Crate wafrift_genome_registry 

Community-contributed genome distribution for wafrift.

Three primitives:

• Genome / GenomeBundle wire format for a named pack of evasion recipes
• SigningKey / SignedBundle ed25519 sign + verify
• TrustList publisher allowlist (per-host TOML)

No HTTP / network I/O — pull/submit live in wafrift-cli. This crate is the trust + serialisation core.

Examples

Round-trip: build a bundle, sign it with a fresh key, verify it against a trust list that has the matching publisher key.

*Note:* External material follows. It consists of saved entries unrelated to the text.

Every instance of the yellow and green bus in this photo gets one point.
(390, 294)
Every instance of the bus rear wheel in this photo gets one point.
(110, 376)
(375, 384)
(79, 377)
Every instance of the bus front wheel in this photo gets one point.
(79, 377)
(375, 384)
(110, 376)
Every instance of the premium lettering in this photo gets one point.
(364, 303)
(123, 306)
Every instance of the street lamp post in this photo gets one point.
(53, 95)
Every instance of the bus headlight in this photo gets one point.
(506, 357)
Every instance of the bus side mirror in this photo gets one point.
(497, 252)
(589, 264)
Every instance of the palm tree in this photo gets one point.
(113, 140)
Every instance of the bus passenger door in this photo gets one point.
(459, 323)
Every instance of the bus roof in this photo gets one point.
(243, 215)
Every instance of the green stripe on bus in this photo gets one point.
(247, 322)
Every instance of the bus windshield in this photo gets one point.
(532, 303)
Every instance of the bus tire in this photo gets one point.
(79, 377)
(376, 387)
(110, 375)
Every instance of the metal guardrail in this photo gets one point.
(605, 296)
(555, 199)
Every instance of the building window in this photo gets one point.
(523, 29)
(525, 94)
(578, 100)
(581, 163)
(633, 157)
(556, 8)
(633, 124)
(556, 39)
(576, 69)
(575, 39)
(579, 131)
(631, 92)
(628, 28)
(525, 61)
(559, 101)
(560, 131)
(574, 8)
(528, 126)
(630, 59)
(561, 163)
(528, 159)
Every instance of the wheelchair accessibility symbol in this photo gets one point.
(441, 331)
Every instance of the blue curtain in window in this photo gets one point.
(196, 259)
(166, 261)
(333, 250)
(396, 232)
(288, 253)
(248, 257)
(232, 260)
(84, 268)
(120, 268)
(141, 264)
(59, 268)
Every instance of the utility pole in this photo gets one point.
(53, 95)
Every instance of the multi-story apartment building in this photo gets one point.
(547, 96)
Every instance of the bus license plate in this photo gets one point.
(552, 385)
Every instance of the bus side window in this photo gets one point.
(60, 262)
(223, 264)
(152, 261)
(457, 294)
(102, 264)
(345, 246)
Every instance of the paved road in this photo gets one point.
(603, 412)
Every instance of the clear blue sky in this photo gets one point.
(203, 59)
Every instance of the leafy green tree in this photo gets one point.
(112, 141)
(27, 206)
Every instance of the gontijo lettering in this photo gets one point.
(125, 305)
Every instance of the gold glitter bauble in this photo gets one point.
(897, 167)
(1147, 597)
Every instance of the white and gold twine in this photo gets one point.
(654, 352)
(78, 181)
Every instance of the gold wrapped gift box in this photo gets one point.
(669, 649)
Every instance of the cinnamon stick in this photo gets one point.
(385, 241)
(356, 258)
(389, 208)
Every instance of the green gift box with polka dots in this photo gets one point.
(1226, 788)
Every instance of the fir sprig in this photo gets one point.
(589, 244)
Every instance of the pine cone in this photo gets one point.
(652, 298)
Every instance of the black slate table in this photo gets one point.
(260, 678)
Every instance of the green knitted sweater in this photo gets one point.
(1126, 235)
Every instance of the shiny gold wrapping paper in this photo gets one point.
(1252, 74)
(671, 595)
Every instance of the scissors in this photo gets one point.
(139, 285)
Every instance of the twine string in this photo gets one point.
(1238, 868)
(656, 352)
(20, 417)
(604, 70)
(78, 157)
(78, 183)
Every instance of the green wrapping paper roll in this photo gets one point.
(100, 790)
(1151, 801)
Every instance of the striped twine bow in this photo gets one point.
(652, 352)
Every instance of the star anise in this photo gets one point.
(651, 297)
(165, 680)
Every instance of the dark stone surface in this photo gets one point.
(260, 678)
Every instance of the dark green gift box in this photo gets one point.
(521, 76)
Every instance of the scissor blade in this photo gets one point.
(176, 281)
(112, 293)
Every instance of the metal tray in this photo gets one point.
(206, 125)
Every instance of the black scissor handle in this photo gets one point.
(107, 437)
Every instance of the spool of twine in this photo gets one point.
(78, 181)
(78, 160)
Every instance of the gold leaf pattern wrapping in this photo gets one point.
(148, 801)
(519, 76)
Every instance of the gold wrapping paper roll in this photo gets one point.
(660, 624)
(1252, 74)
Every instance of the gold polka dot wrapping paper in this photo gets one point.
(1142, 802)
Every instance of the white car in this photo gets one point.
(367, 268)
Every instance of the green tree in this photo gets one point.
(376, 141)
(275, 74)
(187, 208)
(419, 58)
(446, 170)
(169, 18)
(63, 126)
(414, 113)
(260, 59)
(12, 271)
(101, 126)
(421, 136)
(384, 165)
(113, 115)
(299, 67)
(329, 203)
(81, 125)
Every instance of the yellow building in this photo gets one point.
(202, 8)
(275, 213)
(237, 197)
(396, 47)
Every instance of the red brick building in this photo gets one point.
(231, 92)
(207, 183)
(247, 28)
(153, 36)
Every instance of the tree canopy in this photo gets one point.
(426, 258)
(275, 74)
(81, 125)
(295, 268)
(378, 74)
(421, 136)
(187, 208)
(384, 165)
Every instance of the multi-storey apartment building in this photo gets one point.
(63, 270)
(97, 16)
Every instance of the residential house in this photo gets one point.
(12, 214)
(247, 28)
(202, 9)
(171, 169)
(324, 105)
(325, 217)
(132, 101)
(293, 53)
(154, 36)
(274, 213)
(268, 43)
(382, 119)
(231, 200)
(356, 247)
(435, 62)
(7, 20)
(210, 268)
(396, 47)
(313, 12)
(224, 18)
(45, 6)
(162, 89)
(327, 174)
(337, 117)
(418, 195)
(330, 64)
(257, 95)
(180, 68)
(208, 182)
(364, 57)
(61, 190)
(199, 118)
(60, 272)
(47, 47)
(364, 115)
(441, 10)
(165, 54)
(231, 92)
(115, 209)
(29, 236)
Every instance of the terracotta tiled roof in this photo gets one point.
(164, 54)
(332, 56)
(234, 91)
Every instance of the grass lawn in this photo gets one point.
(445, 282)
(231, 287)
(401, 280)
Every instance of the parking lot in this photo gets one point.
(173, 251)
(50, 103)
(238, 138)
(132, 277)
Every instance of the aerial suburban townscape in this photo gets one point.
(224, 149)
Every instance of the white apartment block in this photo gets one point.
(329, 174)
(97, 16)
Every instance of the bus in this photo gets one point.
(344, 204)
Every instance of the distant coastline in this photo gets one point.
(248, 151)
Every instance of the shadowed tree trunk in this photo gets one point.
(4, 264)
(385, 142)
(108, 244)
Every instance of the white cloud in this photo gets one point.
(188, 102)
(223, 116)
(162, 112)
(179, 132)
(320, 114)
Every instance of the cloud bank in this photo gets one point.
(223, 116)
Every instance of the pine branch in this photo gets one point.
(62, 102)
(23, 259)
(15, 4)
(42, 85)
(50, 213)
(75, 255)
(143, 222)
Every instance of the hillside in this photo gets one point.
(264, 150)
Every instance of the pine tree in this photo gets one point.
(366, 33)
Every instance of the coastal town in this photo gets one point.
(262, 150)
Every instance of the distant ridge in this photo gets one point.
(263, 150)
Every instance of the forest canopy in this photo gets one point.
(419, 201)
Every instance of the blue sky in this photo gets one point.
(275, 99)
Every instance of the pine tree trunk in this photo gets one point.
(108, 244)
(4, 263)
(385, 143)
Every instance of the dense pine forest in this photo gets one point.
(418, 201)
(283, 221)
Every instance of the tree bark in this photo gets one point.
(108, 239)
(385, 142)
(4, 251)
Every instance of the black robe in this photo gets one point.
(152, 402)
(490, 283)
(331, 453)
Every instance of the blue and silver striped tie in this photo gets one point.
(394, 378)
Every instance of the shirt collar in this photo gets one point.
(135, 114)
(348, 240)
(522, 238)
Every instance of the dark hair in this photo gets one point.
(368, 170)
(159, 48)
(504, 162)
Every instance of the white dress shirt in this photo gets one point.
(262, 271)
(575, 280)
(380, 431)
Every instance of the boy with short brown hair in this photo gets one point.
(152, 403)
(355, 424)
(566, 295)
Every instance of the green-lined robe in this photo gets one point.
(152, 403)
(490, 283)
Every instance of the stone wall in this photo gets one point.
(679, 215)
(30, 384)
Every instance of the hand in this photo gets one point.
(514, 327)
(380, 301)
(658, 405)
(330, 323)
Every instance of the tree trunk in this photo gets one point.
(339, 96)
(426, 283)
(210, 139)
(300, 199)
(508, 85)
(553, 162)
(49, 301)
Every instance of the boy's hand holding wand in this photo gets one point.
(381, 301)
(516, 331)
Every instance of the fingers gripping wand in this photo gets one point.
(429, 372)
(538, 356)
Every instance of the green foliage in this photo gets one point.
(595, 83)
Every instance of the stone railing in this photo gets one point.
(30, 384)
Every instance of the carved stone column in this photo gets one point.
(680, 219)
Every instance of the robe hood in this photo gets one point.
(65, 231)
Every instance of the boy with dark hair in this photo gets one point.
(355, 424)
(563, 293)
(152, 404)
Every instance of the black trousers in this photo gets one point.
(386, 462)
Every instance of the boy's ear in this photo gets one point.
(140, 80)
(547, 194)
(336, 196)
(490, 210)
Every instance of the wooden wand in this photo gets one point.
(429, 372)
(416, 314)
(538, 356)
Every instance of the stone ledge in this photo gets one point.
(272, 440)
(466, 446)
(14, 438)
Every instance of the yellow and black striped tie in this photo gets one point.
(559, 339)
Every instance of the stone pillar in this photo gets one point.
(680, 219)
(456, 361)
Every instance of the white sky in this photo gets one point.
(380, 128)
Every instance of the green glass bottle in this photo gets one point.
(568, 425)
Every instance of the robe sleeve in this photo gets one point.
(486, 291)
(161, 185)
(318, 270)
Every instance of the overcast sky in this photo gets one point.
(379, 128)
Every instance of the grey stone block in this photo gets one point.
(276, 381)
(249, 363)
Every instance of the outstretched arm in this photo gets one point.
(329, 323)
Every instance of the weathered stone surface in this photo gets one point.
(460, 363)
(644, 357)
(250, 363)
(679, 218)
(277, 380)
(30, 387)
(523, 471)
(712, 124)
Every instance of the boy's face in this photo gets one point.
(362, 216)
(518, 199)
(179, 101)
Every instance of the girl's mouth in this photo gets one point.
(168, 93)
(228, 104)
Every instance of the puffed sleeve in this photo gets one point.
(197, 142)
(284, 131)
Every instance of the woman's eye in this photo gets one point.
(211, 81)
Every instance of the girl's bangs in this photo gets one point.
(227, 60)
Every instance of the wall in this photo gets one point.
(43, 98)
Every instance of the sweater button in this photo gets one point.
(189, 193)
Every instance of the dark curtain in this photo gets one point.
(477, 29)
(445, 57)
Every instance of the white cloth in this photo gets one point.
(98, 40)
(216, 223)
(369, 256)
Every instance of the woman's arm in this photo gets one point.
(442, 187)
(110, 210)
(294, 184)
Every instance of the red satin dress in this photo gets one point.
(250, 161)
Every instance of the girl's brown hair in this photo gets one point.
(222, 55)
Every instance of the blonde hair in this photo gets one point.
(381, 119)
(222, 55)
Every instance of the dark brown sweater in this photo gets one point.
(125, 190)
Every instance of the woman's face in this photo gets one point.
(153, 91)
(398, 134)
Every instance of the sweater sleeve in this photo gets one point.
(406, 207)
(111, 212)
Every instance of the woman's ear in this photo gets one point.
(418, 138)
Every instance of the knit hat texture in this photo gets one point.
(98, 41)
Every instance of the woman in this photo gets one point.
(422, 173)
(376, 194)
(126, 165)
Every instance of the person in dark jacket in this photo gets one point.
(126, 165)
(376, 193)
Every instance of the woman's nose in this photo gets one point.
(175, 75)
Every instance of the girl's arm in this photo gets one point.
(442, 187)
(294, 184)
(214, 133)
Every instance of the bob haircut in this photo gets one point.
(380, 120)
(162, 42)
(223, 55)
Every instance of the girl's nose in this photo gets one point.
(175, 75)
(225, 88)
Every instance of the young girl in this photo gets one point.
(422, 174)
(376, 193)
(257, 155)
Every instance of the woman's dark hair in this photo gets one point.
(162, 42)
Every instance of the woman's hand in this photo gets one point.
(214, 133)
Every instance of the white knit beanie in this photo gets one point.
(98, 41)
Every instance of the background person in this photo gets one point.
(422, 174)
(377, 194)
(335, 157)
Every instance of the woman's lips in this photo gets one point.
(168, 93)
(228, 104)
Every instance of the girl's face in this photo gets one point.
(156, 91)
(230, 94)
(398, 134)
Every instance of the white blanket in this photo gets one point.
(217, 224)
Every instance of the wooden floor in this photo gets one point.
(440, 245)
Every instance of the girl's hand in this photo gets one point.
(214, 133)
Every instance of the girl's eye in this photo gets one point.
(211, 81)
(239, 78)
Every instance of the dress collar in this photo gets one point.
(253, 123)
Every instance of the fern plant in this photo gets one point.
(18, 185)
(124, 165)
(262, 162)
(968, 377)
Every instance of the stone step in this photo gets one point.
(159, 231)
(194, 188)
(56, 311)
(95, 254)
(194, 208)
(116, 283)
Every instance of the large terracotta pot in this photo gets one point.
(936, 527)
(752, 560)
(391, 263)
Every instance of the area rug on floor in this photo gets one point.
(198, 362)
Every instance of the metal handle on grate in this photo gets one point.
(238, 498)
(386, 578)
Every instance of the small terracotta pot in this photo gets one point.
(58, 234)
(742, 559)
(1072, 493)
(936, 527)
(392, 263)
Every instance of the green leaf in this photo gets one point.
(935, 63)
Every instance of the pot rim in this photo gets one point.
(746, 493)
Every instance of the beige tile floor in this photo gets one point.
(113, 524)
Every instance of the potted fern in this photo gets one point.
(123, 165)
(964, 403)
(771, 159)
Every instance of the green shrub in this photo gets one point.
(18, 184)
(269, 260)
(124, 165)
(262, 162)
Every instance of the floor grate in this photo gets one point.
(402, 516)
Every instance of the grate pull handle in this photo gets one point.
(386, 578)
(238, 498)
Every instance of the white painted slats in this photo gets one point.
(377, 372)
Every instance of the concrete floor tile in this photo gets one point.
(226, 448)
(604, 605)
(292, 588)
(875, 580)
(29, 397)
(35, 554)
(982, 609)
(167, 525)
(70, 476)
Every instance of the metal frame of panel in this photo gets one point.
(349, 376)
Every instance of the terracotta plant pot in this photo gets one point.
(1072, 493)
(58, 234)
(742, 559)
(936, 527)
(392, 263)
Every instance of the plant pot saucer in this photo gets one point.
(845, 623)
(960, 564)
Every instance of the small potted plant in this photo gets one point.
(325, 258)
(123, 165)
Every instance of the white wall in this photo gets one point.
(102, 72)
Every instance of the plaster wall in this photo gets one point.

use wafrift_genome_registry::{
    Genome, GenomeBundle, SigningKey, TrustList,
};

// 1. Author makes a bundle.
let key = SigningKey::generate();
let bundle = GenomeBundle::new(
    "demo-pack",
    vec![Genome::new("xss-svg-onload", "<svg onload=alert(1)>")],
);

// 2. Sign + serialize. Two senders building the same bundle
//    produce byte-equal signatures (deterministic canonical encoding).
let signed = bundle.clone().sign(&key).unwrap();

// 3. Operator's trust-list whitelists this publisher's pubkey.
let mut trust = TrustList::new();
trust.allow_hex(&key.verifying_key_hex().to_string(), "demo-author");
assert!(trust.contains(&key.verifying_key_hex().to_string()));

// 4. Verification succeeds and yields back the original bundle.
let verified = signed.verify(&trust).unwrap();
assert_eq!(verified.bundle_name, "demo-pack");
assert_eq!(verified.genomes.len(), 1);
assert_eq!(verified.genomes[0].name, "xss-svg-onload");

Re-exports

pub use bundle::Genome;

pub use bundle::GenomeBundle;

pub use bundle::SignedBundle;

pub use signing::RegistryError;

pub use signing::SigningKey;

pub use signing::VerifyingKeyHex;

pub use trust::Publisher;

pub use trust::TrustList;

Modules

bundle

Wire format for community-contributed evasion-genome bundles.

signing

ed25519 sign + verify primitives wrapped in a thin error-typed API. The wrapper exists so consumers don’t need to depend on ed25519-dalek directly.

trust

Per-host publisher allowlist for genome bundles.